Aline Novak E Duda May 2026
“You know,” Duda said quietly, “you don’t have to do everything alone.”
Duda’s answer was not words. It was a slow, deliberate movement of her hand, brushing a stray strand of auburn hair from Aline’s forehead. Her fingers lingered on Aline’s temple. aline novak e duda
“We’re both a little broken,” Duda said, resting her head on Aline’s shoulder. “You know,” Duda said quietly, “you don’t have
And Aline… Aline found herself laughing. A real laugh, not the hollow one she used in board meetings. She found herself waiting for Duda’s 3 p.m. coffee run. She found herself memorizing the way Duda bit her lip when she was concentrating, or the way she said “ poxa ” when something went wrong. “We’re both a little broken,” Duda said, resting
Aline turned her head. In the dim light of the blinking server lights, Duda’s face was close—so close that Aline could see the tiny freckle above her left eyebrow. She had never noticed it before.
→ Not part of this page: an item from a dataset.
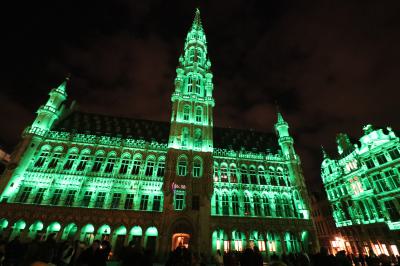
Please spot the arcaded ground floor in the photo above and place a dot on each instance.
(154, 231)
(368, 239)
Duda grinned. It was a slow, devastating thing. “And you’re not as cold as you pretend to be.” The weeks that followed were a quiet war.
It was a Tuesday, the kind of grey São Paulo Tuesday that makes the concrete sweat. Aline, the newly appointed head of logistics for a multinational shipping firm, had spent sixteen hours recalibrating delivery routes that had been sabotaged by a rival company. Her hair, a severe auburn bun, was coming undone. Her glasses kept sliding down her nose. She was, by all accounts, a fortress of caffeine and irritation.